You are viewing a plain text version of this content. The canonical link for it is here.
Posted to users@opennlp.apache.org by Lance Norskog <go...@gmail.com> on 2012/05/22 07:50:29 UTC

Provenance of models?

What are the sources of the training data for the models on sourceforge?
In particular, for the English language NER models?

-- 
Lance Norskog
goksron@gmail.com

Re: Provenance of models?

Posted by Jörn Kottmann <ko...@gmail.com>.
You can buy MUC 6 and 7 data from LDC. They
cost a few hundred dollars.

There is parsing support for them built into OpenNLP.

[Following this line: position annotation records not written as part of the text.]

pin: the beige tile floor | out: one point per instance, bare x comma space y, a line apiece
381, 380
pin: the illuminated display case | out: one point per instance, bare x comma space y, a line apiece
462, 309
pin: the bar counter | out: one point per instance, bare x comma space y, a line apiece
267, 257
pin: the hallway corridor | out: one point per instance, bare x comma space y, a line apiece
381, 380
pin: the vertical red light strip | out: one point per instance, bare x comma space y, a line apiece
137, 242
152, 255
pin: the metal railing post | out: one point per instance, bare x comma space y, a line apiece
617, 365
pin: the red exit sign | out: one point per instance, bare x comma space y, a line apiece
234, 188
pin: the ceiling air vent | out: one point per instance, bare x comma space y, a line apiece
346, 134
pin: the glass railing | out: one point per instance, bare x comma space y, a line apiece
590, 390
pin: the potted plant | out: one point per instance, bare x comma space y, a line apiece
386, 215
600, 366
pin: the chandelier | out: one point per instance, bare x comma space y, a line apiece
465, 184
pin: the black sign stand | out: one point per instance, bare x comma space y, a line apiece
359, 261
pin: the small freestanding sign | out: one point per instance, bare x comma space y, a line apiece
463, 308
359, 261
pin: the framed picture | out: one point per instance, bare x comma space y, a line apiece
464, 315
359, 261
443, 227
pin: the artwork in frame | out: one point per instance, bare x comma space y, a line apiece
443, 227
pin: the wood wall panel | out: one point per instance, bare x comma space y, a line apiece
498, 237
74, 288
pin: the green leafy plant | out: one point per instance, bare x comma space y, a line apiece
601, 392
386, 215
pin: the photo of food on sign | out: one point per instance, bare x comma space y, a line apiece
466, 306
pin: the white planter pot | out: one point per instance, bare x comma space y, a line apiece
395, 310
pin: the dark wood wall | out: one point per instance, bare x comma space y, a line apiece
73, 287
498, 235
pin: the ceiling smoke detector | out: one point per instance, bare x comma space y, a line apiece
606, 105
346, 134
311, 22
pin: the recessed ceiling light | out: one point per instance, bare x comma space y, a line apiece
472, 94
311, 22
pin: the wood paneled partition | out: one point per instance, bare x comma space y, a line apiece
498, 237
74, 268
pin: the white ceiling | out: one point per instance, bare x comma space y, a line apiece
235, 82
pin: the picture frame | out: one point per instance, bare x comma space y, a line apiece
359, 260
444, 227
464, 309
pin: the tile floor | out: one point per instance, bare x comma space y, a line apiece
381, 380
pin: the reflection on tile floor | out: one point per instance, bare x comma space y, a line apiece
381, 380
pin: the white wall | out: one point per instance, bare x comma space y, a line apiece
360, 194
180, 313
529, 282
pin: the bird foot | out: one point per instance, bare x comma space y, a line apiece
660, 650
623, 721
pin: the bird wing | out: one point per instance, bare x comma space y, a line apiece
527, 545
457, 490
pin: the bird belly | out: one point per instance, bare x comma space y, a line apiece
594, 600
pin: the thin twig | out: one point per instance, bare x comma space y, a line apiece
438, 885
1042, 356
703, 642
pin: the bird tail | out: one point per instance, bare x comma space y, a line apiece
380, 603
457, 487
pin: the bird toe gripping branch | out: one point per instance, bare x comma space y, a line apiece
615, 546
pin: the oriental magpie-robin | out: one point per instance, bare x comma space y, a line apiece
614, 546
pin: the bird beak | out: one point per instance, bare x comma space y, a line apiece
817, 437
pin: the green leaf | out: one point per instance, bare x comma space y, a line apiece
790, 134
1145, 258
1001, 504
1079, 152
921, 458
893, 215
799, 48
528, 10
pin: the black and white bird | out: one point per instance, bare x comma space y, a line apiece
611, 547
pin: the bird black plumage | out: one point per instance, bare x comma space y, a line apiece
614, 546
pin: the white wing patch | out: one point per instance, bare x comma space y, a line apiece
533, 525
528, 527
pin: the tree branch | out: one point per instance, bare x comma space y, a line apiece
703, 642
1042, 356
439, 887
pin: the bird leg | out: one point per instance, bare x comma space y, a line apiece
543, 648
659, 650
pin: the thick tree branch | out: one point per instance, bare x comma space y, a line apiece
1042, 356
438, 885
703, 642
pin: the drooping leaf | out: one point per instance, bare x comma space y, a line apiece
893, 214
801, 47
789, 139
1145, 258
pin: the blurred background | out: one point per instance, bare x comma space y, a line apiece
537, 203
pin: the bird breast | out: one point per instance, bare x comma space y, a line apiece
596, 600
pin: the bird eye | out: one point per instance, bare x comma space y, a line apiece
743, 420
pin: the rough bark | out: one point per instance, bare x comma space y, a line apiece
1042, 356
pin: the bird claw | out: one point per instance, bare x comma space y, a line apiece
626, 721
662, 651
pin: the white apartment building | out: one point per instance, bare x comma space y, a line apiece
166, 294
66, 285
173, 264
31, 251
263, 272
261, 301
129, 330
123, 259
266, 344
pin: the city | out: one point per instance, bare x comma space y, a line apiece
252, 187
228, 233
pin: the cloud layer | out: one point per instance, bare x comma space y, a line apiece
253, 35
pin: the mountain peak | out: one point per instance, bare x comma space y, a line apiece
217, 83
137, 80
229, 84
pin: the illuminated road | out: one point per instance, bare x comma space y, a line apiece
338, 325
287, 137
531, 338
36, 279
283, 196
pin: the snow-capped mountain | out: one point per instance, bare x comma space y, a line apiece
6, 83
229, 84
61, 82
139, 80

We cannot share the data here because that of course would
violate the copyright.

Anyway OntoNotes might be better suited for your needs and
only costs 30 or 50 USD.

Jörn

On 05/22/2012 09:37 PM, Lance Norskog wrote:
> Where are the source files?
>
> On Tue, May 22, 2012 at 12:17 AM, Jörn Kottmann<ko...@gmail.com>  wrote:
>> On 05/22/2012 07:50 AM, Lance Norskog wrote:
>>> What are the sources of the training data for the models on sourceforge?
>>> In particular, for the English language NER models?
>>>
>> That is trained on hand corrected and extended MUC 6/7 training data.
>>
>> Jörn
>
>


Re: Provenance of models?

Posted by Lance Norskog <go...@gmail.com>.
Where are the source files?

On Tue, May 22, 2012 at 12:17 AM, Jörn Kottmann <ko...@gmail.com> wrote:
> On 05/22/2012 07:50 AM, Lance Norskog wrote:
>>
>> What are the sources of the training data for the models on sourceforge?
>> In particular, for the English language NER models?
>>
>
> That is trained on hand corrected and extended MUC 6/7 training data.
>
> Jörn



-- 
Lance Norskog
goksron@gmail.com

Re: Provenance of models?

Posted by Jörn Kottmann <ko...@gmail.com>.
On 05/22/2012 07:50 AM, Lance Norskog wrote:
> What are the sources of the training data for the models on sourceforge?
> In particular, for the English language NER models?
>

That is trained on hand corrected and extended MUC 6/7 training data.

Jörn